Brianna & I were sitting at a picnic table waiting for our pub food to arrive when a woman and her daughter, Jess & Bella, sat next to us and struck up a conversation.  Jess asked about our hiking and offered us her basement as a spot to crash for the night if we were interested.  I’m not sure how these people keep finding us in our hours of need, but Jess is another solid new Wisconsin friend.  We ate our pub meals and piled into her car for another chance night at a random kindly stranger’s house.

Of all the people we have met on this trip, Jess is probably the one we have gotten to know the best in the short time we had together.  Her husband passed away about five years ago, shortly after they moved to Merrimac, and they have been there ever since.  Instead of going back to her house to crash, she called her friend Dave and got us a boat ride on and a proper tour of Lake Wisconsin.  Brianna’s back was feeling modestly better by this point, or at least not worse, so we went on a boat ride!

A moment of honesty here.  Before today, I had no idea Lake Wisconsin existed.  Turns out that it does exist and it’s more of a dammed river than it is a lake, with hidden stumps and sand bars, all sorts of danger to water-crafts with uninformed captains.  We floated around for a bit, got some dam pictures, shot the shit about life.

Both Dave and Jess have history in Michigan and the surrounding area.  At first I thought it was weird, such a coincidence that we have been to the same places and experienced some of the same things, but now I don’t think it’s a coincidence at all.  Brianna & I have had a lot in common with many of the people we’ve met along the trail and it doesn’t even have anything to do with the trail itself.  I’m only now, at the age of 39, coming to the realization that the more you do, the more things you experience, the more people you will be able to relate to.  If all you do is play video games and work, ride 4-wheelers and farm, then your relatable world stays within those boundaries.  If you continuously put yourself out there, travel and try new things like video games with a stranger one day and 4-wheeling on a farm the next day, your world expands dramatically in just a small window of time.

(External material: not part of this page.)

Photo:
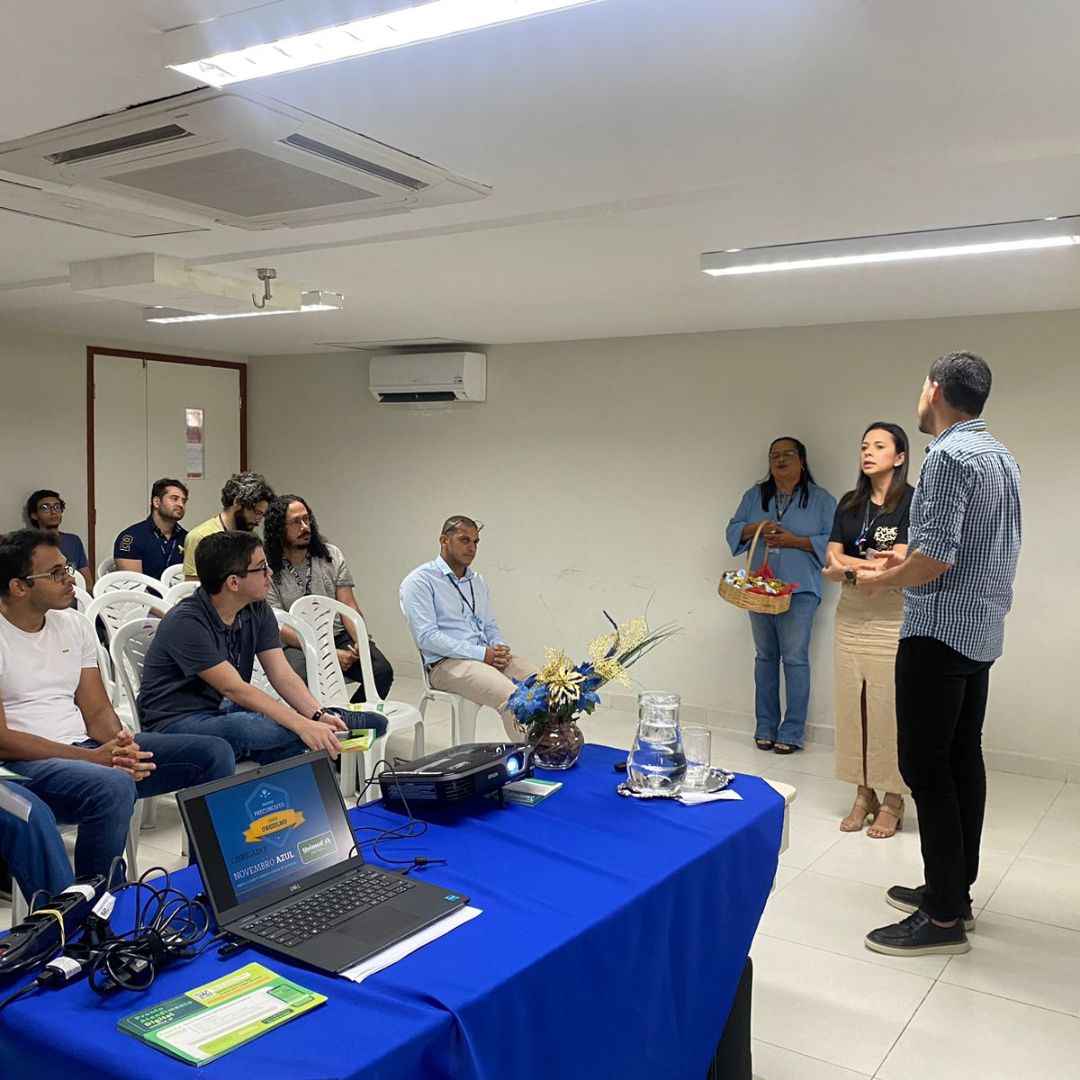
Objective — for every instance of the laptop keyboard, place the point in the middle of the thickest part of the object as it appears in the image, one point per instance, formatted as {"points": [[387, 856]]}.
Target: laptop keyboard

The boating trip was amazingly fun, right up til the end.  To disembark the boat, we had to slide off the front end and into the water.  I have a hiking habit of putting my phone into the right pocket of my shorts, where it sticks out halfway because my pocket isn’t deep enough to fit the entire thing.  When I slid off the front of the boat, I slide right side first, popping the phone up out of my pocket and into the murky waist deep waters of Lake Wisconsin.  We all searched the lake floor with our feet, no luck.  Brianna tried calling it to see if the screen would light up and be visible, we saw nothing.  It was gone, forever.

I want to say today was a good day.  The best I can say is that it was a day that could have been worse than it was and I’m glad that it wasn’t.  Jess and Bella are awesome new friends, we’ve got that much!